Cristiano Ronaldo talks of his pain at seeing Lionel Messi win the Ballon d’Or four times in a row: ‘After he won the second and third I thought to myself: I’m not coming here again.’
Cristiano Ronaldo talks of his pain at seeing Lionel Messi win the Ballon d’Or four times in a row: ‘After he won the second and third I thought to myself: I’m not coming here again.’ Photograph: Action Press/Rex

These parts are fascinating and, at times, Ronaldo comes across as so lonely it is a good job he enjoys his own company so much. “In football I don’t have a lot of friends. People I really trust? Not many. Most of the time I’m alone. I consider myself an isolated person.” It pains him that his father is not around to see his success but Mendes, he says, is like a father and a brother rolled into one. In Guillem Balagué’s new book about Ronaldo he writes how, to feed the competitive beast, the player’s entourage quickly came to realise “they must keep criticism at a distance, or control it, create the narrative and keep him on his pedestal”. Mendes is always there to fluff that ego and tell him he is better than Messi, and everybody else. It is far more than just the usual player-agent relationship.

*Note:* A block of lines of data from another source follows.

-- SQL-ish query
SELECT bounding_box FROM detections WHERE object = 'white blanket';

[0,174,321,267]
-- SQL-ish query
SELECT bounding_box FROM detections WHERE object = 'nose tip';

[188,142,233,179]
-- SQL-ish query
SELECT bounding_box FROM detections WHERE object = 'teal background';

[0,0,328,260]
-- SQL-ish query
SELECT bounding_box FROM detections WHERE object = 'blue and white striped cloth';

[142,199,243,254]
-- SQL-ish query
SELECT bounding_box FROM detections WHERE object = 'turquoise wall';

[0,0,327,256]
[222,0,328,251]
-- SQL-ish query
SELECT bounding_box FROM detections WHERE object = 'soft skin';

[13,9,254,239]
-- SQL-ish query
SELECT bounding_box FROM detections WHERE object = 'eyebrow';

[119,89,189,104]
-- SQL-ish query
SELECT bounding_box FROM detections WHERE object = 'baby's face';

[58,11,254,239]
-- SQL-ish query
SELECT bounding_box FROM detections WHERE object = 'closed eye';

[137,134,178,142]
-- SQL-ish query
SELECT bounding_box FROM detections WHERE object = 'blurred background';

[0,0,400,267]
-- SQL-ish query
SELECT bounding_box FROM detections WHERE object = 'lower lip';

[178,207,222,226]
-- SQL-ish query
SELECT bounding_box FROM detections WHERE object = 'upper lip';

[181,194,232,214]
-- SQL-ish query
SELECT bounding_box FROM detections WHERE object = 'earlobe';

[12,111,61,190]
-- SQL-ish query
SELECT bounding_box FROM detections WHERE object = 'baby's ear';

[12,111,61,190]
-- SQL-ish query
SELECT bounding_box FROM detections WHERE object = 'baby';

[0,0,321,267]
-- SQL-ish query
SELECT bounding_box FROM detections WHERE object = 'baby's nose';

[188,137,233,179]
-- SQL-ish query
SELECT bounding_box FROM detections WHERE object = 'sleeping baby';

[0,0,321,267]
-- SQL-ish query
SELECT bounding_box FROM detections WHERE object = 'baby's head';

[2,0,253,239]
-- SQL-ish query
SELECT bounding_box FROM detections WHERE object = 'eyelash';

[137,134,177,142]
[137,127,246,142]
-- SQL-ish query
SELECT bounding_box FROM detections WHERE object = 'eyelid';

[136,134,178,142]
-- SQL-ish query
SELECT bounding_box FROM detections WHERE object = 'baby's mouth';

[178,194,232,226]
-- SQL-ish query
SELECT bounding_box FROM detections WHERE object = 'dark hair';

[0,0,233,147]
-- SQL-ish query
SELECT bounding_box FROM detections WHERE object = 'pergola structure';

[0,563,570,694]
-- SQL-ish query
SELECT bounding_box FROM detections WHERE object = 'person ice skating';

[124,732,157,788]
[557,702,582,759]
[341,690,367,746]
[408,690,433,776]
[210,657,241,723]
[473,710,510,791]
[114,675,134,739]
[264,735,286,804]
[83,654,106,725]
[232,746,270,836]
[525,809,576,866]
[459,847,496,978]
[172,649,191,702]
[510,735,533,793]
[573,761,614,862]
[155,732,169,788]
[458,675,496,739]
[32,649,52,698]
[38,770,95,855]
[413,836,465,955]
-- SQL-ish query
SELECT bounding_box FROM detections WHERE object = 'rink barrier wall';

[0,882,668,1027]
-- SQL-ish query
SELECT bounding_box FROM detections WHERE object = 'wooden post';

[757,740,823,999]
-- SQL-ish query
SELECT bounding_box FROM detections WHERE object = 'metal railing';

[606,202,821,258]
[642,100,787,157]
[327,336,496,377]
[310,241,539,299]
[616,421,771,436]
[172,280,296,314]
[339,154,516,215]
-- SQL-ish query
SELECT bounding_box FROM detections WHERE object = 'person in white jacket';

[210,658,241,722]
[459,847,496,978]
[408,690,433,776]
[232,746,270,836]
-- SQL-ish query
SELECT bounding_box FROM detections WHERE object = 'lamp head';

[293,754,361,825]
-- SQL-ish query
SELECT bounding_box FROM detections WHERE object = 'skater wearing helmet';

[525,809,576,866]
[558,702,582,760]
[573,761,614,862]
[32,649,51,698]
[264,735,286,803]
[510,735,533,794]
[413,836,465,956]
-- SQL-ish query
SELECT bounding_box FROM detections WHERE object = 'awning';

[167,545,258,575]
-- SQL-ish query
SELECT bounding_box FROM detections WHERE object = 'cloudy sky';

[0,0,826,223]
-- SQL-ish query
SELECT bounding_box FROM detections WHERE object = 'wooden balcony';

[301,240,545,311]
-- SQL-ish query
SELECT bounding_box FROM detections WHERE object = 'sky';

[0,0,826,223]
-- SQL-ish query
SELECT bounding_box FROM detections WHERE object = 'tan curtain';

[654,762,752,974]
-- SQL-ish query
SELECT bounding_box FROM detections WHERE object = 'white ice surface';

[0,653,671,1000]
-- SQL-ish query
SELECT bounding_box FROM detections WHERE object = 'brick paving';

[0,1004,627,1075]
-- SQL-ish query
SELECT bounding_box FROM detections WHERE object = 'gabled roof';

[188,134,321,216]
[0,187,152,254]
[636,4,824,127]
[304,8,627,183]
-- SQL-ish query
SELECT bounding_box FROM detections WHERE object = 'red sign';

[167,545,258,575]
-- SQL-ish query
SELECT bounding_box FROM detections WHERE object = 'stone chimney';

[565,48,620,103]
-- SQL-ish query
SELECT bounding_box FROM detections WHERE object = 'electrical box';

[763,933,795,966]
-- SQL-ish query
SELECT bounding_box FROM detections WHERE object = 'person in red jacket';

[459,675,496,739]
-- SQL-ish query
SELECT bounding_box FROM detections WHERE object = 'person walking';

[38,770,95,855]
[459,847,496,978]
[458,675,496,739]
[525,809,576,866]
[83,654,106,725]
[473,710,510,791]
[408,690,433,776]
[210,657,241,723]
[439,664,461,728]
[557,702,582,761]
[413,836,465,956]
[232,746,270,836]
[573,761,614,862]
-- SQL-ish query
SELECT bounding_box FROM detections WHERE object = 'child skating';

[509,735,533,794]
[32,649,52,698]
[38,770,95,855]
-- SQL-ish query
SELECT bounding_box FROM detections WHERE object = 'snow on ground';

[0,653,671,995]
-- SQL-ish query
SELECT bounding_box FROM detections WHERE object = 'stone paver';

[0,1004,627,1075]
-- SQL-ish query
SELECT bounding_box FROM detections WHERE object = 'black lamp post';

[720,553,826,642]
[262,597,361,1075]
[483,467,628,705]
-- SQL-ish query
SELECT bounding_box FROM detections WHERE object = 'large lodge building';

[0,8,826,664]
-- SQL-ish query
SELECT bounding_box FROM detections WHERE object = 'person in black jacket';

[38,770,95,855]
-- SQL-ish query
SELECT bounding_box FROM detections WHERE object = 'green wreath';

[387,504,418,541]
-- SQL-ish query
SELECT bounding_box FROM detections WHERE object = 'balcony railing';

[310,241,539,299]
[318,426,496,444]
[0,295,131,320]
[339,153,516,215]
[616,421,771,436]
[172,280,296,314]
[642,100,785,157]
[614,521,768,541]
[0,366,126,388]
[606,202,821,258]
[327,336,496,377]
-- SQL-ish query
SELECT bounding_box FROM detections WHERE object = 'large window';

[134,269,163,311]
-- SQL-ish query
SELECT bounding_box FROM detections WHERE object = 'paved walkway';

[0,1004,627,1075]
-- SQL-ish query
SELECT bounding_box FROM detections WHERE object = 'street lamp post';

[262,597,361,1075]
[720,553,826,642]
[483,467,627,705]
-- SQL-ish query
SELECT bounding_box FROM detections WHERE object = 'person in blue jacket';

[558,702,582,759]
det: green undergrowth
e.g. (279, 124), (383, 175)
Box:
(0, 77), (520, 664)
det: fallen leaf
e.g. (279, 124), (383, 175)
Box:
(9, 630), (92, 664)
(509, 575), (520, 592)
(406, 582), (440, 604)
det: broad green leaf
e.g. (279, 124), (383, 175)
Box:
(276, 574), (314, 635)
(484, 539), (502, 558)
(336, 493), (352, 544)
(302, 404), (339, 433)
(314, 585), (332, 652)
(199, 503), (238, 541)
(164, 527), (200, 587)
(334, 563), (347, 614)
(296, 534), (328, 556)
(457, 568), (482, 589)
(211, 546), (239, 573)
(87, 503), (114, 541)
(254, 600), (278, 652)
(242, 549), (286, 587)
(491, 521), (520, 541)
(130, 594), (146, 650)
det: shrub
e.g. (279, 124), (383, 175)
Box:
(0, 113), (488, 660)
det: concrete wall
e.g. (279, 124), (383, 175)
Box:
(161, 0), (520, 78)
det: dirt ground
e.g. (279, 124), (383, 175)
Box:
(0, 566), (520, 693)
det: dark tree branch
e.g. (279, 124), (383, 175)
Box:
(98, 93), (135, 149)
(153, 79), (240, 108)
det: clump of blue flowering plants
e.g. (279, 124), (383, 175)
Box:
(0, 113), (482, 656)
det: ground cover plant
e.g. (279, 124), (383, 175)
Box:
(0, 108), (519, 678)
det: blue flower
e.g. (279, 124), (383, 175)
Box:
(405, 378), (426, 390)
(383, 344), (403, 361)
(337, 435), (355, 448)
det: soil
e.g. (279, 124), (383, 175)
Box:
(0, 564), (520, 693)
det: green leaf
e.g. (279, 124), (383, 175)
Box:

Here, too, is the revelation that there was very nearly no Cristiano Ronaldo either. “He was an unwanted child,” Dolores explains. She considered an abortion and, on a neighbour’s advice, drank boiled black beer before running until she was on the verge of fainting, hoping to force a miscarriage. It didn’t work – and she seems pretty happy about that.

Thirty years on, the film – released on Monday and put together by the people behind Senna – does at least help us understand Ronaldo some more and the incredible drive that is needed to reach the top of his profession. It is not Ronaldo’s talent that stands out the most. It is his competitive courage, his absolute refusal to believe anyone can possibly outdo him and a level of self-obsession that makes one wonder how he will cope now he is approaching the age – two years older than Messi – when the powers gradually start to decline.

In recent years, he says, he and Messi have started talking to one another in a way they never did previously, asking about each other’s families and other polite small-talk. “I’ve started seeing him as a person, not a rival,” he says. “But we are always busting our balls to see who is better.”